Best street Zen: “If it’s home food, you don’t touch it. You get razor blades. If it’s Wendy’s or McDonald’s, you check it anyway, because they have put broken glass in there.”
Name: Carlos Trejo
Tenure: Three months
Distinction: Sign flyer
Tools: Camouflage jacket and cardboard sign that reads “Home-Less Vet (311 MOS). Needs-Help. God Bless. Food Food.” 311 MOS stands for his military occupation specialty; he says he was an infantry rifleman at Camp Pendleton in California.

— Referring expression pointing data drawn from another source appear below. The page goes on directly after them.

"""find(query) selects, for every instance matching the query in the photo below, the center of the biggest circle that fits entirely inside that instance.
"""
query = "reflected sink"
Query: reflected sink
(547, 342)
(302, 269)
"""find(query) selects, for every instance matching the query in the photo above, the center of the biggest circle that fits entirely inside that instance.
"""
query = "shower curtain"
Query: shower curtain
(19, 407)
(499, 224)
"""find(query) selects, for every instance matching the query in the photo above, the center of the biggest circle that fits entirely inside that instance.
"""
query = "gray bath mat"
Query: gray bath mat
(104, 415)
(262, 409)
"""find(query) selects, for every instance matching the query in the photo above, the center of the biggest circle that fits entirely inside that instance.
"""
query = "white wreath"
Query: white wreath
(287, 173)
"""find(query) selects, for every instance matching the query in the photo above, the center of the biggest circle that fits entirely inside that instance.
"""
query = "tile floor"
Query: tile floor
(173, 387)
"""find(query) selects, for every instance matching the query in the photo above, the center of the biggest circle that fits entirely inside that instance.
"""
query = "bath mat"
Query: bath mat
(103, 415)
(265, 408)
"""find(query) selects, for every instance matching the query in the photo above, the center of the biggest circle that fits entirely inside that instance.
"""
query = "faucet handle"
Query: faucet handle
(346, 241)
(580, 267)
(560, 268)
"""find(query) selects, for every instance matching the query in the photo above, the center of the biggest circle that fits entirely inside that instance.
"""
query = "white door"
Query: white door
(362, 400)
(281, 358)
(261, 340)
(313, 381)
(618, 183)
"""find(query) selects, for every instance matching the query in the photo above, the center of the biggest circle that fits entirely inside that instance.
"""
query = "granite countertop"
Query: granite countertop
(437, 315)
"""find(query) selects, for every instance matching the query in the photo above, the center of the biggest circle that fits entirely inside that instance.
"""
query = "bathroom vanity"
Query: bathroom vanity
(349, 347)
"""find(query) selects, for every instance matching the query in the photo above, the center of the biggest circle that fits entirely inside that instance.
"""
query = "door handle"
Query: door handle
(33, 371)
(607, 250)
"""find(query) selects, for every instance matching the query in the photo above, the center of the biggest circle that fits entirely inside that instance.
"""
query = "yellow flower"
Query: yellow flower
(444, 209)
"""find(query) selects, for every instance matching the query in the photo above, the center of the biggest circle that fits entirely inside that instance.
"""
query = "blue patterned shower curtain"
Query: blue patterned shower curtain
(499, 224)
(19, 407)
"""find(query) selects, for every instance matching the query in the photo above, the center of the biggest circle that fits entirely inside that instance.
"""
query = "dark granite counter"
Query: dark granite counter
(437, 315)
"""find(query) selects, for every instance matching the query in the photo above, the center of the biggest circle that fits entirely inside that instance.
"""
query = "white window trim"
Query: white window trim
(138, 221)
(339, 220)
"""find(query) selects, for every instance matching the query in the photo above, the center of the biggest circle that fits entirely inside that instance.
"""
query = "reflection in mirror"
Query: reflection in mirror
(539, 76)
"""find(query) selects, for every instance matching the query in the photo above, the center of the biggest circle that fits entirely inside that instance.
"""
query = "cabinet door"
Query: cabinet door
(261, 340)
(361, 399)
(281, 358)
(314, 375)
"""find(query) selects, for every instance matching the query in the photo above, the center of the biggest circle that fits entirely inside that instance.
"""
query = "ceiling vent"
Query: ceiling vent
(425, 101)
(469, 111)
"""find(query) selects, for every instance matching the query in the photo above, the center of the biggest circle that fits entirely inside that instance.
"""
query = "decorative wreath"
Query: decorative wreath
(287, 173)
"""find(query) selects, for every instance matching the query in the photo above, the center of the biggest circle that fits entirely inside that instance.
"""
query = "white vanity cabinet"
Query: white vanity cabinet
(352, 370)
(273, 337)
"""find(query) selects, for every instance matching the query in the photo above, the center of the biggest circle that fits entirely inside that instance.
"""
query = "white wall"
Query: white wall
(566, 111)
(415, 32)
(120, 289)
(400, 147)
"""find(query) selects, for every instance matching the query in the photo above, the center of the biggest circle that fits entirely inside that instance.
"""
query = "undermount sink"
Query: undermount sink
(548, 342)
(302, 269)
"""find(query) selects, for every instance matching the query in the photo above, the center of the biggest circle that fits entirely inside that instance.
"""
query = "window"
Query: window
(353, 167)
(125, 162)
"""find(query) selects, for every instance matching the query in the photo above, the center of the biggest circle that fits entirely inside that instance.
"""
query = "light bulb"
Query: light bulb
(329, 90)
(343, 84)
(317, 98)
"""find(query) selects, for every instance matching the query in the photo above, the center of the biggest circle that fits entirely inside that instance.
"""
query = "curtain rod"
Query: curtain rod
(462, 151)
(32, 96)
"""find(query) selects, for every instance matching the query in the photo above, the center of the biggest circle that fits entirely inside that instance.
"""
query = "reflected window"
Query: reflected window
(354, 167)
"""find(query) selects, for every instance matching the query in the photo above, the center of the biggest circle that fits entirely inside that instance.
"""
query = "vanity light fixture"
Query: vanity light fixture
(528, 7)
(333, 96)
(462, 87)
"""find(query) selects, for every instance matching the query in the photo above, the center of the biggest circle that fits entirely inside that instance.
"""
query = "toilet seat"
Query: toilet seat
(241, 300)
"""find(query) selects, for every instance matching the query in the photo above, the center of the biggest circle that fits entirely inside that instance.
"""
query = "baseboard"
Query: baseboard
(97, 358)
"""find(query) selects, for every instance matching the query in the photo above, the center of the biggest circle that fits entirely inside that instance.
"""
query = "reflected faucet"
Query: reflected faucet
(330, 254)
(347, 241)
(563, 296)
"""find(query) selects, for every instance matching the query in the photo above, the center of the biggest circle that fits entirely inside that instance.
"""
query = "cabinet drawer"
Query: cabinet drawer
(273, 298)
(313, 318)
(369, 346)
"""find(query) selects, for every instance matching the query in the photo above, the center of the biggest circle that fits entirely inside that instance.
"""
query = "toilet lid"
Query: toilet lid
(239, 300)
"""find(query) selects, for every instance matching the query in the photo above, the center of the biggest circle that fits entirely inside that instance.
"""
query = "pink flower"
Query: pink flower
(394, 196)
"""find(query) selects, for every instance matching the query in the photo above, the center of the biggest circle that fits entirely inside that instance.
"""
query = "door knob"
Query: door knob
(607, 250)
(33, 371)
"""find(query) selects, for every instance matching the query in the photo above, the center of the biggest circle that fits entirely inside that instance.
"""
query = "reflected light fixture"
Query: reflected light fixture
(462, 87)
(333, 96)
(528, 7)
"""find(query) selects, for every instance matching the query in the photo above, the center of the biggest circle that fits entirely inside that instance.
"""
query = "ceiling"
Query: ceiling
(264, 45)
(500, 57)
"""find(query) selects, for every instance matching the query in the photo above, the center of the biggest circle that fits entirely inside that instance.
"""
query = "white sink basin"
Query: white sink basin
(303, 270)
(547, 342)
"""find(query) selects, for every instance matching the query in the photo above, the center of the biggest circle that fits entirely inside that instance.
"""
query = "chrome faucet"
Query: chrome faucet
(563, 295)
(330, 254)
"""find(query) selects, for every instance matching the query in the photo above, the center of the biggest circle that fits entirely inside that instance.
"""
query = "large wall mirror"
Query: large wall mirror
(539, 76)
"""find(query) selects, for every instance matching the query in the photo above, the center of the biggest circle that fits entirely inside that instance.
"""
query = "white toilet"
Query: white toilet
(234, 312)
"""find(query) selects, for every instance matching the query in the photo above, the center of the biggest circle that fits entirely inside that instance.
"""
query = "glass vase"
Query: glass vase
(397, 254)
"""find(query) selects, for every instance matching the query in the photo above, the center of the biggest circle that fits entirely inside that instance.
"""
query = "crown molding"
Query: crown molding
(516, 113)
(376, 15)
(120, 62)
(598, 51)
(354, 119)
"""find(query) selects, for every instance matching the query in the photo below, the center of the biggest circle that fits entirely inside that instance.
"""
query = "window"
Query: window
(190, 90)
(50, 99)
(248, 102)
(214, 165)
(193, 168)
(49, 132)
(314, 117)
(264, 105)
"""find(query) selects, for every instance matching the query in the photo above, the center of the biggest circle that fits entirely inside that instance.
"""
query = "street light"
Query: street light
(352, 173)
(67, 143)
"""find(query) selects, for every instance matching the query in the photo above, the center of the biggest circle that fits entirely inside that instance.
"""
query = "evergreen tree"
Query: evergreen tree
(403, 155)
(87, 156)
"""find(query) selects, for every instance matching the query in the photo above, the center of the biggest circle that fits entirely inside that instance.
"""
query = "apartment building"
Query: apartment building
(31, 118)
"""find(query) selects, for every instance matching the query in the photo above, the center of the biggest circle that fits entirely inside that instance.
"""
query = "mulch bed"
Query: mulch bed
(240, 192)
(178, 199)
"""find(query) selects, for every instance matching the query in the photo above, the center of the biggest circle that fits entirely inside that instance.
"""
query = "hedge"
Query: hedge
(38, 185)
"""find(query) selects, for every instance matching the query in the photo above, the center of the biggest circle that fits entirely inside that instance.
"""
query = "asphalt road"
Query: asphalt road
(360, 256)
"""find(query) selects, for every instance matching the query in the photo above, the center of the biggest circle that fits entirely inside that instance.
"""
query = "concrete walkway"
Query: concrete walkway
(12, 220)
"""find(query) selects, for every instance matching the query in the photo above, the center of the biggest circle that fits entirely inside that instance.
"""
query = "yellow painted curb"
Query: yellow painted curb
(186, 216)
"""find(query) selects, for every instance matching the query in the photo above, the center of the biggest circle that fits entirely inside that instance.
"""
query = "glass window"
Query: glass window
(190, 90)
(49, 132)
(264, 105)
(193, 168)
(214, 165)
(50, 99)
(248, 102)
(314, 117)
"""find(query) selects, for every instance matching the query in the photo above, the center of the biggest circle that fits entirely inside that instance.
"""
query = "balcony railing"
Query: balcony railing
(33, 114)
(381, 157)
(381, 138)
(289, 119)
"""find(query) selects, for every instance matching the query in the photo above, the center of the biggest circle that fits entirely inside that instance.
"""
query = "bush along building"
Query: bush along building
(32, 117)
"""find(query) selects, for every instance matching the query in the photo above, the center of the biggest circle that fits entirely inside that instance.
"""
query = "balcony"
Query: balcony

Hangout: Intersection of Roanoke Parkway and Ward Parkway
Smells like: Brush Creek, because he sleeps under a nearby bridge.
Odd detail: He stands near an orange construction placard with an arrow pointing toward him.
Formal education: High school
Previous gig: Restaurant worker
Average take: $5 every 30 minutes — “Down here, I usually don’t make money [to save]. I make money and then go eat.”
Best take: $35 — “I was done for the day.”
Trade secret: “I just stand firm.”
Justification: He got stranded while hitching from California to Florida.
Claim to fame: “If I get 10 or 12 bucks, I don’t come back all day. I just sit in McDonald’s.”
Political affiliation: “The ‘crats, I guess. It really doesn’t matter to me. It’s the same old bullshit. They are being told what to do.”
Best street Zen: “Those people who drive BMWs, Mercedes-Benzes, stuff like that, they aren’t going to help you. I think they are so caught up in their deals, stuff like that. It is the normal, middle-class people [who help].”